Moriarity recalls recently sitting at her computer in the ED and seeing paramedics roll a patient with suspected COVID past her. “I could tell the patient was really working to breathe,” she said.
After a quick discussion with the charge nurse, Moriarity said, she put on PPE, gathered the equipment needed to intubate the patient and entered his room, where EMTs were stabilizing him.
“In a non-COVID situation, there wouldn’t be that slight delay,” she said.
So far, UMMC’s Pediatric ED isn’t besieged by COVID. As of August 5, caregivers had tested about 2,363 children. Of that number, 173, or about 7.3 percent, were positive. Children also get tested in a nearby pediatric acute respiratory care clinic.
Twenty-one, or less than 1 percent, had been admitted as of August 5. None have died.
Dr. Benji Dillard hopes those numbers don’t significantly worsen.
“With school starting back, we expect to see an uptick, but also an uptick in other things we see in the fall, like strep and flu,” said Dillard, division chief of pediatric emergency medicine. “Absolutely, kids can get COVID. Absolutely, kids can transmit COVID. Those are just the facts.
“They are getting it with more frequency now,” he said. “And, they could have COVID and strep, or COVID and flu. One germ doesn’t always stand alone.”
Patients with one or more symptoms are isolated and often get a swab stuck up each nostril. That’s a reason why all of the Pediatric ED’s 26 exam rooms are outfitted with HEPA filters that force air through a fine mesh that catches airborne coronavirus particles.
“Some parents are actually refusing the test,” Dillard said. “They say they don’t want their child to have to go through it. If they refuse to let their child be tested, we tell them to go home, isolate, and treat it as if they have COVID.”
Women’s Urgent Care and UMMC’s maternal-fetal medicine specialists see many of the same patients. As of August 4, caregivers had seen 106 patients who were positive for COVID, and from that group, logged 68 deliveries.
Sometimes, patients who are COVID-positive are seen at Women’s Urgent Care are hospitalized, either on Wiser’s Labor and Delivery floor, or on a University Hospital floor reserved for patients with COVID, Moore said.
Pregnant COVID-positive women now receive care not in UMMC’s obstetrics and gynecology clinics, but instead through telehealth or visits to Women’s Urgent Care. “It’s very strategic, individualized care,” Moore said. “If they come to Women’s Urgent Care, we have staff ready to receive them and take them straight to an isolation room.

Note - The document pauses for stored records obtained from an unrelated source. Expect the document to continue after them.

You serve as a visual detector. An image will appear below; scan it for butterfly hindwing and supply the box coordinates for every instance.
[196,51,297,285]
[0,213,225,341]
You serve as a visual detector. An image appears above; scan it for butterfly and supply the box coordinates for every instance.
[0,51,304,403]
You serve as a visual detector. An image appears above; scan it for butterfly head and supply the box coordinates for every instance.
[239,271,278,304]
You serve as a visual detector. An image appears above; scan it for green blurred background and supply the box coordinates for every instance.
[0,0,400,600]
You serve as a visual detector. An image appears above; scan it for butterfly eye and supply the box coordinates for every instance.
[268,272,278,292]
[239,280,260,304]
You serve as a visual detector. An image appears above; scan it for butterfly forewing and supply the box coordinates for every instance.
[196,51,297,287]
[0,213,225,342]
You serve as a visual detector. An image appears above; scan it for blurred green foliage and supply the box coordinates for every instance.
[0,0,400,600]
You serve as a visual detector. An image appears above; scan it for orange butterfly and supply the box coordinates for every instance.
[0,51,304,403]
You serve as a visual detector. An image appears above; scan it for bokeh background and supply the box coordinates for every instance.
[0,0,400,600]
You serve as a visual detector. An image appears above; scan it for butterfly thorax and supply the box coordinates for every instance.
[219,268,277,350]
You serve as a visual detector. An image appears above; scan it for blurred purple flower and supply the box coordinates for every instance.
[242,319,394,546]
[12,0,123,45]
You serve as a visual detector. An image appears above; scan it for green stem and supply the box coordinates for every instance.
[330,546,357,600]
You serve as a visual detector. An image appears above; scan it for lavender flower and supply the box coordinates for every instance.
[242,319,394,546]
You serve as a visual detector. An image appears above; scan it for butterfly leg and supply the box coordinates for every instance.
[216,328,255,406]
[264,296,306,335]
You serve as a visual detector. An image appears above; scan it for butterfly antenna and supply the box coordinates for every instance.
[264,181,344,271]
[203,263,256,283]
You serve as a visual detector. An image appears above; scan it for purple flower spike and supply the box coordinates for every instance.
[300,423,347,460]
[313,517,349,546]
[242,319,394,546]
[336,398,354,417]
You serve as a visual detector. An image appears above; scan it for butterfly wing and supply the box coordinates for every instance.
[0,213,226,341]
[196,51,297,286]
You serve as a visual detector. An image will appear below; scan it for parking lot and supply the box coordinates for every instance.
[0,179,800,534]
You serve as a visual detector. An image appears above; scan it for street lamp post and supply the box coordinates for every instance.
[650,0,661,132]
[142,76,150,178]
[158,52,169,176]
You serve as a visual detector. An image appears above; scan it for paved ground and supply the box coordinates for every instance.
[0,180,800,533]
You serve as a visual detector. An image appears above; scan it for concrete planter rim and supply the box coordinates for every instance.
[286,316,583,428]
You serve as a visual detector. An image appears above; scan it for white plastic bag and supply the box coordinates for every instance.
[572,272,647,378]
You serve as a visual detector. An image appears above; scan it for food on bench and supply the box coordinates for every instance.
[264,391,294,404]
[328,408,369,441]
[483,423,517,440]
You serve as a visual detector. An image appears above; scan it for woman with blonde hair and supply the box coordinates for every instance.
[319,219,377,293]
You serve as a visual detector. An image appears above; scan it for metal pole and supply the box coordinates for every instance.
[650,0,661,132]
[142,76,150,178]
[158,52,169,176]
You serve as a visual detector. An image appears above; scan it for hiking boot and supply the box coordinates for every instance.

“Over the last two weeks, we’ve definitely seen a growth in these patients. From mid-May until now, we’ve seen about 95 patients with suspected COVID.”
The EDs are used to treating all comers. “That’s an underlying philosophy of this institution,” McKenzie said. “That’s why it’s so uncomfortable to tell a physician, ‘We can’t take your patient.’ You can only have a certain critical mass before it becomes a safety issue.
“I fear we are about to learn a lot about this virus when school starts back. Every classroom is like a petri dish,” he said.
McKenzie is a veteran military surgeon. “With battlefield medicine, you put your head down and do the job, and your main focus is the execution of the mission,” he said. “I see health care workers in this institution with the same attitude.
“That brings a level of comfort to what we are doing,” he said. “It’s a rough ride, but people are going to finish this mission.”